There is no problem with the interpolated rank approach. Simply define your own numbering system based on variable length bit vectors representing binary fractions between 0 and 1 without trailing zeros. The binary point is to the left of the first digit.
The only inconvenience of this system is that the minimum possible key is 0, given by an empty bit vector. Therefore, you only use this if you are sure that the related item will forever be the first item in the list. As a rule, just give the first element of the key 1. This is equivalent to 1/2, so random inserts in the range (0..1) will tend to minimize the use of bits. To interpolate an element before and after,
01 < newly interpolated = 1/4 1 11 < newly interpolated = 3/4
To interpolate again:
001 < newly interpolated = 1/8 01 011 < newly interpolated = 3/8 1 101 < newly interpolated = 5/8 11 111 < newly interpolated = 7/8
Note that if you want, you can omit saving the final 1! All keys (except 0, which you usually don’t use) end with 1, so saving is invalid.
Comparing binary fractions is very similar to a lexical comparison: 0 <1, and the first bit difference in scan mode from left to right indicates that it is less. If there are no differences, i.e. One vector is a strict prefix of the other, the shorter it is smaller.
Using these rules, it’s quite simple to come up with an algorithm that takes two bit vectors and calculates a result that is roughly (or precisely in some cases) between them. Just add bit strings and shift 1 to the right, discard unnecessary trailing bits, i.e. Take the middle of the two to break the range between.
In the above example, if the deletion remains with us:
01 111
and we need to interpolate them, add 01(0) and and 111 to get 1.001 , then go to get 1001 . This works great as an interpolator. But note that the final 1 unnecessarily makes it longer than any of the operands. An easy optimization is to reset the final bit 1 along with trailing zeros to get just 1 . Of course, 1 is about halfway between what we hope.
Of course, if you make many inserts in one place (for example, sequential inserts at the beginning of the list, for example), the bit vectors will be long. This is the same phenomenon as inserting at the same point in a binary tree. It grows long and tough. To fix this, you must “rebalance” during synchronization by renumbering with the shortest possible bit vectors, for example. for 14 you would use the above sequence.
Adding
Although I have not tried, for the keys that I described, enough for the row type of the Postgres column. I have to check that the sort order is correct.

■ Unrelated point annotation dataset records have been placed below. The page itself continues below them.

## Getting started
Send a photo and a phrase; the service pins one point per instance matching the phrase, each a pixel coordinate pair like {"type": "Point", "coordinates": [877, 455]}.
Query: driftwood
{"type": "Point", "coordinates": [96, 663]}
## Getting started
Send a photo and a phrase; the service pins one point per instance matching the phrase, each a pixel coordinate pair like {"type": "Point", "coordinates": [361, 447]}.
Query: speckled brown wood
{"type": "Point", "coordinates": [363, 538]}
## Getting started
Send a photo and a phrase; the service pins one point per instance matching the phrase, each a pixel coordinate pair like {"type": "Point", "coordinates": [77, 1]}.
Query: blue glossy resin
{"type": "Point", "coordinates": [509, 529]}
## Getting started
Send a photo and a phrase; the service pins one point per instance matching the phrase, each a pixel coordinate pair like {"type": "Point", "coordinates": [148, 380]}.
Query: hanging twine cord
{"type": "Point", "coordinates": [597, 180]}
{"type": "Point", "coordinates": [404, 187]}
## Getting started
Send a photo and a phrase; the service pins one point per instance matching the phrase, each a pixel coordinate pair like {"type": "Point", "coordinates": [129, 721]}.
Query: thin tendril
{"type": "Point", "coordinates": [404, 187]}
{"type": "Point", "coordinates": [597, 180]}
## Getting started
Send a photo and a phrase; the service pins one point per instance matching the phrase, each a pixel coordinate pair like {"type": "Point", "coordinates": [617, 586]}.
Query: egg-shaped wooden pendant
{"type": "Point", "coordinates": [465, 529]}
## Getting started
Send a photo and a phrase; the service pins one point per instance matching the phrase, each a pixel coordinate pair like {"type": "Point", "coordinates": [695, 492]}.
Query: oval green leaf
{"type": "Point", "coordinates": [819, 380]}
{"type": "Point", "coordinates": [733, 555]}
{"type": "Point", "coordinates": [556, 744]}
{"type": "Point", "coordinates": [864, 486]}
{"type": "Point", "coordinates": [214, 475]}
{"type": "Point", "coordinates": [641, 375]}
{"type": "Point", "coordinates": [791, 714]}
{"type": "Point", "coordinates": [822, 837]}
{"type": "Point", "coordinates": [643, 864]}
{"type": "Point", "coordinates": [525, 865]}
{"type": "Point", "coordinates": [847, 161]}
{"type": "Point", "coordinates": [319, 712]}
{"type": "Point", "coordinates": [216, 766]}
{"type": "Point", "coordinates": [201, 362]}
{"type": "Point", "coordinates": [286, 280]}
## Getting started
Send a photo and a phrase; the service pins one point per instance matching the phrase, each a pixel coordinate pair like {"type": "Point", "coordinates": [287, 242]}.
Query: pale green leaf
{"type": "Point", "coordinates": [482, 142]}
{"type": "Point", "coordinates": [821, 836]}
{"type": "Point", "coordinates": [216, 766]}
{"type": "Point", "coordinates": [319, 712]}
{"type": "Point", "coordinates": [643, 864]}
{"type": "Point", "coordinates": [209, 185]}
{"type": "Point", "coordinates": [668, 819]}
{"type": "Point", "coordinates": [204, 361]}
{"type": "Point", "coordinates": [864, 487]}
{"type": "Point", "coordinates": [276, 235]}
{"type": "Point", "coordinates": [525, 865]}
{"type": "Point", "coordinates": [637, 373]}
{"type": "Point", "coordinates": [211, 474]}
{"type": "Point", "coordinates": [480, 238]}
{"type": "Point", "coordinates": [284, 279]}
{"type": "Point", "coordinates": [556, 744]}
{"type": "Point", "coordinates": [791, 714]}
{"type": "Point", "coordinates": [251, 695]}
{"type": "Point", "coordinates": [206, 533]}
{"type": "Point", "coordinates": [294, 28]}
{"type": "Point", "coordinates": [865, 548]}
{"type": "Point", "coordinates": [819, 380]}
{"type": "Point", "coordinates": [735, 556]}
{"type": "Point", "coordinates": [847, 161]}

Also, the same reasoning works fine with base-k numbers for any k>=2 . The first item gets the key k/2 . There is also a simple optimization that prevents the very common cases of adding and adding elements at the end and front, respectively, because they call keys of length O (n). It supports O (log n) for these cases (although when inserted into the same place, they can still internally create O (p) keys after p inserts). I will let you do it. With k = 256, you can use infinite lengths of byte strings. In SQL, I believe you need varbinary(max) . SQL provides the correct lexicographic sort order. Implementing interpolation operations is easy if you have a BigInteger package similar to Java. If you like human-readable data, you can convert byte strings, for example. hexadecimal strings (0-9a-f) and save them. Then the correct sort order of the UTF8 string is correct.